If you got kids together, all the more reason to make him or her included in your life cover. When you pass away, your spouse would be more likely to be the only breadwinner for your children.

See also  Basic Guide To Insurance In The Philippines

3. Your children

If you have children, there is no question that you should make them your beneficiaries.

This makes sense whether you are a single parent, married with kids, estranged from your spouse, or a widow/widower. When you, their provider or not, are gone, they will be vulnerable to hardship.

In your absence, they will be at the mercy of family, friends, or strangers.

However, remember that your kids will not receive the death benefit. They will have to wait until they reach the age of 18. Alternatively, the surviving parent or a guardian can legally manage the proceeds of the policy on their behalf as a trustee.

4. Your parents and siblings

You can also list your parents and siblings as your beneficiaries.

This is especially true if they are financially dependent on you.
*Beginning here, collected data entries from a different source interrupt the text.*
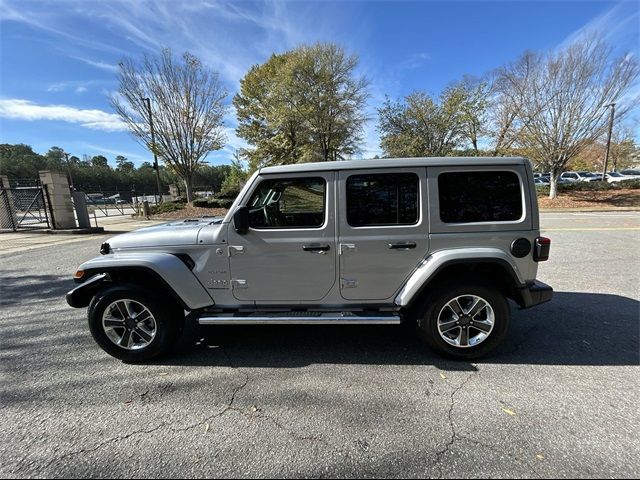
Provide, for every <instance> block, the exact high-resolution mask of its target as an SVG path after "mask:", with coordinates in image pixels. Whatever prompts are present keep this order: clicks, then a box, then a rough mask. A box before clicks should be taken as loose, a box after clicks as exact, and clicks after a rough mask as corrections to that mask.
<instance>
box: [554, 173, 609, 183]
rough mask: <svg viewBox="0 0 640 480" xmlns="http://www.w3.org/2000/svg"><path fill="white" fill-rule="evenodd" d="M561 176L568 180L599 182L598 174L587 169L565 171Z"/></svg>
mask: <svg viewBox="0 0 640 480" xmlns="http://www.w3.org/2000/svg"><path fill="white" fill-rule="evenodd" d="M601 176H602V175H601ZM560 178H561V179H563V180H568V181H569V182H597V181H598V174H597V173H593V172H585V171H582V172H564V173H563V174H562V175H560Z"/></svg>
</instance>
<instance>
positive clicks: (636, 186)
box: [618, 178, 640, 189]
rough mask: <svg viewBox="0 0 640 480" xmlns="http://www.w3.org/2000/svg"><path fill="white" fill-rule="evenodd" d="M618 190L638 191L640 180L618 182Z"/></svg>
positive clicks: (636, 179)
mask: <svg viewBox="0 0 640 480" xmlns="http://www.w3.org/2000/svg"><path fill="white" fill-rule="evenodd" d="M618 186H619V187H620V188H632V189H640V178H632V179H629V180H622V181H620V182H618Z"/></svg>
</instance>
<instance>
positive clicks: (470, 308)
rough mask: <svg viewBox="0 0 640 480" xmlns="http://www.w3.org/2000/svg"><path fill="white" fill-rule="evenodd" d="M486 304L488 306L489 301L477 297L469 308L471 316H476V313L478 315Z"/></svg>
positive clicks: (473, 316) (471, 317) (469, 312)
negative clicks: (487, 303) (476, 298)
mask: <svg viewBox="0 0 640 480" xmlns="http://www.w3.org/2000/svg"><path fill="white" fill-rule="evenodd" d="M486 306H487V303H486V302H485V301H484V300H482V299H481V298H477V299H476V301H475V302H474V303H473V305H472V306H471V308H470V309H469V313H468V314H469V316H470V317H471V318H475V317H476V315H478V314H479V313H480V312H481V311H482V310H483V309H484V307H486Z"/></svg>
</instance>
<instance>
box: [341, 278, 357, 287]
mask: <svg viewBox="0 0 640 480" xmlns="http://www.w3.org/2000/svg"><path fill="white" fill-rule="evenodd" d="M340 286H341V288H356V287H357V286H358V281H357V280H351V279H348V278H341V279H340Z"/></svg>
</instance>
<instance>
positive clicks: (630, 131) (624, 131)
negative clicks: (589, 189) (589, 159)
mask: <svg viewBox="0 0 640 480" xmlns="http://www.w3.org/2000/svg"><path fill="white" fill-rule="evenodd" d="M603 152H604V149H603ZM638 153H640V146H639V145H638V144H637V143H636V141H635V138H634V136H633V132H632V131H631V130H630V129H627V128H618V129H617V130H616V129H615V126H614V131H613V135H612V138H611V149H610V151H609V155H610V160H611V170H613V171H614V172H615V171H618V170H622V169H625V168H629V167H631V166H632V165H633V164H634V160H635V159H637V158H638ZM601 158H604V153H603V157H601Z"/></svg>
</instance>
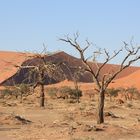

As the breadwinner in the family, they rely on you for their daily needs, bills, education, and even during unforeseen emergencies.

By taking out a life insurance policy, you ensure that they can live reasonably when you’re gone.

The death benefit that they may receive can cushion the impact of your passing on their way of living.

At the same time, they would also have less worries during emergencies involving you. Because you are covered for an untimely death, they can be freed from the burden of paying for any hospital and mortuary bills.

That’s why we can say that, indeed, you are not buying an insurance. You are buying peace of mind for yourself and for your family.

5. Your extended family

Your extended family can be your beneficiaries too.

See also  Ultimate Guide On Variable Universal Life Vul

If your aunts/uncles, cousins, nieces/nephews, grandparents or grandchildren are dependent on your income, then they can be one.

Bear in mind that, at times, your insurer might ask you additional requirement such as a written statement as due diligence.

6. Your lender

You can assign your life cover to your lender.

This is applicable if you borrowed a huge sum of money or you are paying your mortgage for your asset, such as a house or real estate property.

Technically, your lender is not a beneficiary. Instead, they are an assignee. Their interest or claim is limited only to the amount of your debt.

The beneficiaries, on the other hand, are limited to whatever portions allocated to them by you or by law. It is possible that one person can actually be the sole recipient of the death benefit.

7. Business partners

When you are running a business with someone else, you can both agree to take out an insurance for each with you as a beneficiary to his policy and vice-versa.

The intent behind this strategy is to protect the interest of the partner. In the event either of you dies, the one who’s left behind can buy the interest of the company of the deceased from the heirs or descendants.

In this way, either you or your partner will not be forced to work with the deceased’s family in continuing the operation of the business.